After leaving Thursday’s meeting, Machinist Tom Wigen, 49, said he’s voting no because Boeing’s offer would cut the value of his pension by 40 percent.
But he said Boeing has made a “brilliant” strategic play for votes in tempting younger workers with a $10,000 signing bonus and some of the older guys with an early retirement buyout.
“Divide and conquer,” Wigen said.
Boeing’s Birtel insisted that despite the benefit cuts and wage-structure change, the deal still offers Machinists “pay and benefits superior to what other companies provide.” The cuts, he said, are needed to ensure competitiveness against Airbus.
A 26-year-old Everett Machinist who works on the 777, one of the younger crowd who isn’t active in the union, thinks the vote will be close.
“This is a very divided issue,” he said. “Though the ‘Hell No!’ contingent may be louder and more involved in the union, there are plenty of us who will be more than willing to vote yes to secure jobs in Washington state.”
Asking for anonymity because of “the intimidating and bullying tactics” of those opposed, he said he thinks a majority of workers on his second shift in Everett are leaning toward yes, with first shift leaning toward no.
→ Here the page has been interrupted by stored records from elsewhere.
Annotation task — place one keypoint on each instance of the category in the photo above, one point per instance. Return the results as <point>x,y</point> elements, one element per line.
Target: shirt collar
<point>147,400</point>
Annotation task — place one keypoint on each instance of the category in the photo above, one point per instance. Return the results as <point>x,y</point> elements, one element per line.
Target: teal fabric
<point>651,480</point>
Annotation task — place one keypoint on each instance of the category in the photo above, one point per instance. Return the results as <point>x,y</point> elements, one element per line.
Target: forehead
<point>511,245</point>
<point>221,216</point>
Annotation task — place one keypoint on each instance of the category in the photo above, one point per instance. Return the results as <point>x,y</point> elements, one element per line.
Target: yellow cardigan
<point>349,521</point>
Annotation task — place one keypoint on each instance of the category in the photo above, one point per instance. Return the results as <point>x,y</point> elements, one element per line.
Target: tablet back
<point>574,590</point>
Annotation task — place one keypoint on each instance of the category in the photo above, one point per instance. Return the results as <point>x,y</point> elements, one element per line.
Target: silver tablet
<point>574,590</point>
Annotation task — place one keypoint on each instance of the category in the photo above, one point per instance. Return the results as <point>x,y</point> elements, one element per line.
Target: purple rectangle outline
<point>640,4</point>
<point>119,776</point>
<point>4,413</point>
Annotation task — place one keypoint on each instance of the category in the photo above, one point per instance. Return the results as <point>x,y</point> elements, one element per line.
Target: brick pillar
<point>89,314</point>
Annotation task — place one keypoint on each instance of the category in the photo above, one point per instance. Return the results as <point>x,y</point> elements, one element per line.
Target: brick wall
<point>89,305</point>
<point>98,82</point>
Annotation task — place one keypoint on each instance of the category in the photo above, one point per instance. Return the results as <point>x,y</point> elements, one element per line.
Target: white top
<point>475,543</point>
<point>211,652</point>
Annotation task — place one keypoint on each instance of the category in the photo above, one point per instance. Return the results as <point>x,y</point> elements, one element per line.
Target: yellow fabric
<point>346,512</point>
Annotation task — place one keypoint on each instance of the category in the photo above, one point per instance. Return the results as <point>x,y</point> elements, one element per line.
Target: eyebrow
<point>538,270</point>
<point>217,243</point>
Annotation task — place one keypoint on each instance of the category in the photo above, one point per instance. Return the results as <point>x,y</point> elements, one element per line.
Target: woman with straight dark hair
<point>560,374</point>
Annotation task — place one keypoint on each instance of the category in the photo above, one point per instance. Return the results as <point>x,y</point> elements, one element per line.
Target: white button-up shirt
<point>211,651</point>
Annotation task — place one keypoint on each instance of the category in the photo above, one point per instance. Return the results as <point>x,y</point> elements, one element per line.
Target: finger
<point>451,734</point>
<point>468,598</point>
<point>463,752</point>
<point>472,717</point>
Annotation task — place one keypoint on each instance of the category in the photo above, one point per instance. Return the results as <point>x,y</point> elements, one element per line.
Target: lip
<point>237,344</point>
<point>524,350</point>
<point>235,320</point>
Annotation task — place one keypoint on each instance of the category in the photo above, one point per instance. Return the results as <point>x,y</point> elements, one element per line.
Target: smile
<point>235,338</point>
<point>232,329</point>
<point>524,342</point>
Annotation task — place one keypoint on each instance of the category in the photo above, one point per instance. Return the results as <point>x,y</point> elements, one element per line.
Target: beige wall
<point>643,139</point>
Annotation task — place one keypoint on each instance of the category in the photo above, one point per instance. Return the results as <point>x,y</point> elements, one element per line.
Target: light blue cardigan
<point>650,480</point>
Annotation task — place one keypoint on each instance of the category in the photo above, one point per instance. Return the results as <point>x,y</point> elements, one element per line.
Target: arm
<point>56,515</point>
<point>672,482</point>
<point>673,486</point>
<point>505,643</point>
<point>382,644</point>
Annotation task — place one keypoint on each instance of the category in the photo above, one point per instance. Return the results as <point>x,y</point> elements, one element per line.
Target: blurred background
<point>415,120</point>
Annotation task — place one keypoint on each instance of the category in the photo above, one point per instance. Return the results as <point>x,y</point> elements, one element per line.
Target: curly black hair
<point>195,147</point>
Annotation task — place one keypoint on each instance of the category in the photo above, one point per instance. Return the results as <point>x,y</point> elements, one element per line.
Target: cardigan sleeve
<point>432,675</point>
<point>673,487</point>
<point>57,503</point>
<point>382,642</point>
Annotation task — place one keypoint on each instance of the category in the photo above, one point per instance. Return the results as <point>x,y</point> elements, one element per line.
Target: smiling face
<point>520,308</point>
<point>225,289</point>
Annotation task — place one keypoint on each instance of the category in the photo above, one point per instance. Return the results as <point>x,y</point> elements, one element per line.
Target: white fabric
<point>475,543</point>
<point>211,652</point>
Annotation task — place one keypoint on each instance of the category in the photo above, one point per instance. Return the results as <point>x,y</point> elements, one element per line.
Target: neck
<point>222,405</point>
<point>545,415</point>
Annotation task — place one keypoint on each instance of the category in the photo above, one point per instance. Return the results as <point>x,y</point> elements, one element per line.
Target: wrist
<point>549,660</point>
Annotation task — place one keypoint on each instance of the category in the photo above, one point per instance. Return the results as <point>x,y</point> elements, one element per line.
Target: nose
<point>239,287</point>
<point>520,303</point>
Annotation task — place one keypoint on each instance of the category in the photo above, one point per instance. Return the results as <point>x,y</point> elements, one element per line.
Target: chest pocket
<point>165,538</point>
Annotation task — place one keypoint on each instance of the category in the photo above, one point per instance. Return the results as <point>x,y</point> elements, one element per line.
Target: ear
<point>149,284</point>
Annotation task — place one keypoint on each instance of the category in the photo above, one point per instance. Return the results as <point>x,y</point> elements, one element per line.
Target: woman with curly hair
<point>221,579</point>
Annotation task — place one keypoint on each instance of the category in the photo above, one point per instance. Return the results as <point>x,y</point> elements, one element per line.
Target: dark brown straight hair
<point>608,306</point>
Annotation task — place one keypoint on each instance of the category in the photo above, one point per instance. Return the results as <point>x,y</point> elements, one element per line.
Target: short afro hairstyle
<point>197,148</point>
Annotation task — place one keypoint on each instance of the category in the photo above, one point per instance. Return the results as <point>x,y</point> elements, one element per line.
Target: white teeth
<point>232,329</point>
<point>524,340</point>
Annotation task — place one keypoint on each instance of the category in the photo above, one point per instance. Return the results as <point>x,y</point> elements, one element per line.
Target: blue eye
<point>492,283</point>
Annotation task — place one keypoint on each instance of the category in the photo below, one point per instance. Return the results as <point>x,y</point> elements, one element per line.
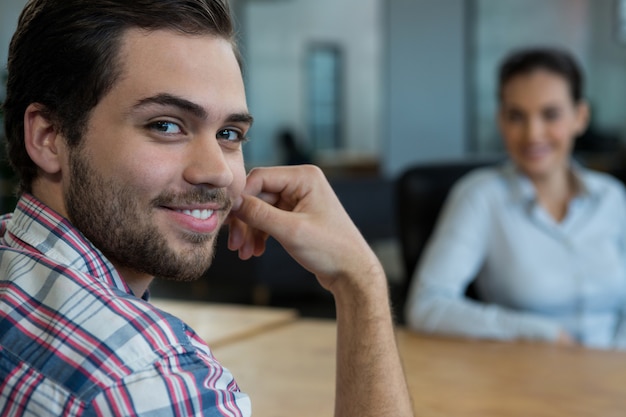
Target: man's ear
<point>42,139</point>
<point>583,114</point>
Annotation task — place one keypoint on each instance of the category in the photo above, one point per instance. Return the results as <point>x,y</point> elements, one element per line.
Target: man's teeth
<point>197,214</point>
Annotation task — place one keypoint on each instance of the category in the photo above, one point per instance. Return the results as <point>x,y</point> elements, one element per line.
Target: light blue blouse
<point>534,276</point>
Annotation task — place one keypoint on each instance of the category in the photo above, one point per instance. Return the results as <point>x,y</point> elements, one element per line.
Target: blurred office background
<point>367,88</point>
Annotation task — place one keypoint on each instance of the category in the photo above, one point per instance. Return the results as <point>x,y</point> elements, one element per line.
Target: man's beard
<point>108,213</point>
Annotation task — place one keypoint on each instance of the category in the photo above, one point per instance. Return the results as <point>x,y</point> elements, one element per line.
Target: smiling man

“My particular crew is probably 80 percent yes but we have a lot of new people, so that skews it,” he added.
He said that while he recognizes the value of the Boeing traditional pension, he assumed when he joined the company two years ago that it would be gone by the time he retires.
“Without 777X, our contract isn’t worth the paper it’s printed on,” he said. “There are plenty of us that realize that, and won’t let the old dinosaurs ruin it for us because they don’t want to give up on an outdated pension plan.”
One veteran Machinist who is active in the union, one of the “dinosaurs,” said he’ll vote yes, also.
After the drama of Thursday night’s union meeting, he said workers will talk with their spouses and that “reality is going to settle in over the weekend.”
He said he expects a close vote to approve the deal after Boeing’s aggressive signals that otherwise 777X will go elsewhere.
“If the Mariners played hardball like this, we’d be in the World Series,” he said.